To honor Black History Month this year, we shared artwork by Black artists in our weekly series Treasures at the Springfield Museums in the Sunday Republican and on our Instagram page, @springfieldmuseums. We also shared stories of African Americans from our community and who are currently featured in the exhibition Voices of Resilience: The Intersection of Women on the Move on view in the D’Amour Museum of Fine Arts through April 26. Below, we highlight three of the artworks we shared.
This piece is by Melvin Edwards (American, born 1937) and is titled For Dumile: Siyabonga (1991). At the height of the civil rights movement in the early 1960s, Melvin Edwards began a series of welded steel wall reliefs known as Lynch Fragments.
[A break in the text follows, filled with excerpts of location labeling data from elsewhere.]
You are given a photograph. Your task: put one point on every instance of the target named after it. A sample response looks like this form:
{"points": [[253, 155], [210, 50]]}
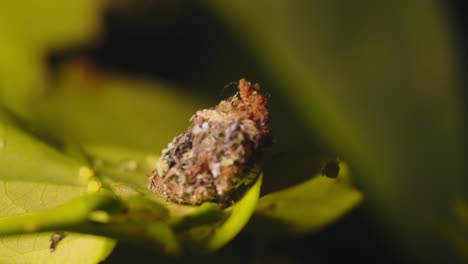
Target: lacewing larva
{"points": [[213, 157]]}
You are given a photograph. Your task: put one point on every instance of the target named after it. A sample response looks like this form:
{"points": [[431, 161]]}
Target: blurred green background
{"points": [[380, 84]]}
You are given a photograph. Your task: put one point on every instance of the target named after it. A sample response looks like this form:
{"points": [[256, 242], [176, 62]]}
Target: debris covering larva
{"points": [[213, 157]]}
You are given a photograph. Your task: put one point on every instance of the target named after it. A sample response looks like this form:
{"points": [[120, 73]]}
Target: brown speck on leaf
{"points": [[55, 238], [214, 156]]}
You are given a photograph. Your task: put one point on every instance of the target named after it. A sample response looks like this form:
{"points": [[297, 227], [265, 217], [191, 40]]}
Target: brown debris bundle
{"points": [[213, 157]]}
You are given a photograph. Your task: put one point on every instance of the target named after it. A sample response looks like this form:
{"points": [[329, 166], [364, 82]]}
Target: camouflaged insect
{"points": [[213, 158]]}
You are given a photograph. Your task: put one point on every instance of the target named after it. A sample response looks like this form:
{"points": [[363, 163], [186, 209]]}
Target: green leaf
{"points": [[112, 110], [306, 207], [204, 228], [34, 177], [378, 81]]}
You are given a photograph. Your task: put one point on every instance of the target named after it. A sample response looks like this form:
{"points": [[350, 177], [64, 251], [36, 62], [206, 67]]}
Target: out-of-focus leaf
{"points": [[28, 29], [111, 110], [35, 177], [306, 207], [378, 82]]}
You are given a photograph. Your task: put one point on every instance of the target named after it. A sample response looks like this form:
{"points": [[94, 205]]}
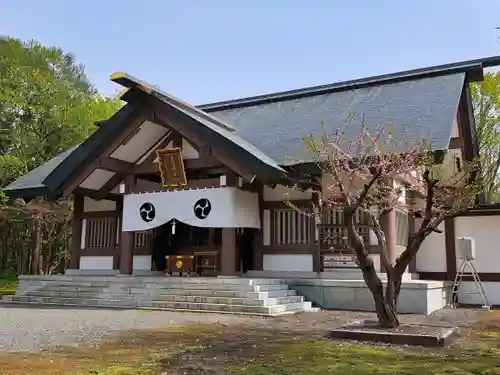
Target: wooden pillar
{"points": [[388, 224], [76, 232], [451, 257], [127, 238], [413, 225], [228, 252], [257, 261], [119, 221]]}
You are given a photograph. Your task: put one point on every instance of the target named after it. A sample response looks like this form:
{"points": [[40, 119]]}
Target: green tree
{"points": [[47, 104], [486, 100]]}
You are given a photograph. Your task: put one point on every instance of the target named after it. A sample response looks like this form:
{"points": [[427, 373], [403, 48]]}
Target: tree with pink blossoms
{"points": [[360, 175]]}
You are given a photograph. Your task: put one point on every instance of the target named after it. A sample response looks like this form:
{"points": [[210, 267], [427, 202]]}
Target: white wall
{"points": [[431, 256], [142, 262], [288, 262], [486, 232], [96, 262], [283, 193]]}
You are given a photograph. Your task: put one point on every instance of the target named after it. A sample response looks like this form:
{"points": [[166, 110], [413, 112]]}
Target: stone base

Inspired by Ralph Ginzburg’s book, 100 years of Lynching, the sculptures are a protest against racism and oppression. The works also make many connections to African art and culture. Some resemble African masks and others suggest African costumes, sculptures, or agricultural tools. Many have titles derived from African expressions, places, or people. For Dumile: Siyabonga is a welded steel construction of found objects and fabricated forms. The assemblage of chain links, scissors, and other objects illuminate human tragedy and heartbreak. Chains, which are often found in Edwards’ work, represent shackles, objects of constraint and oppression as well as life lines that link and join human beings together. This work is currently on view in the Contemporary Gallery of the D’Amour Museum of Fine Arts.
The work seen here is by Massachusetts artist Richard Foster Yarde (1939-2011). Yarde’s subjects include figures from the African American community that he knew personally or were his contemporaries. This large painting, titled Johnny’s Gone (circa 1975-1976), commemorates rhythm and blues singer Johnny Ace, who died at the height of his career in the 1950’s. It is composed of six canvases attached to each other. Lyrical swirling patterns of wreaths and garlands draw attention from the left of the work to the figure in the coffin. Yarde paints the body of Johnny Ace blue, a color used in Nigerian folk art to distinguish the dead from the living. Yarde’s bold use of color, size and pattern speak to the emotional impact that this event had on the artist. This painting is currently on view in the Contemporary Gallery of the D’Amour Museum of Fine Arts. (Gift of the Arcadia Foundation, Inc.)
This serigraph print is by Jacob Lawrence (American, 1917-2000), The 1920’s…The Migrants Arrive and Cast their Ballots (1974). The print is a timely piece to consider as we approach the upcoming presidential primary in Massachusetts. Lawrence explained the meaning behind the artwork, stating, “During the Post World War I period, millions of black people left southern communities in the United States and migrated to northern cities. This migration reached its peak during the 1920s. Among the many advantages the migrants found in the north was the freedom to vote. In my print, migrants are represented exercising that freedom.” A theme in much of Lawrence’s art is the history and struggles of African Americans. In the 1940s, he received a grant from the Rosenwald Foundation to create a 60-panel epic, The Migration of the Negro (now known as The Migration Series). The series brought Lawrence fame and possibly inspired this later work, as panel 59 is titled “In the North they had the freedom to vote.” (Gift of Lorillard, a Division of Loews Theatres, Inc.)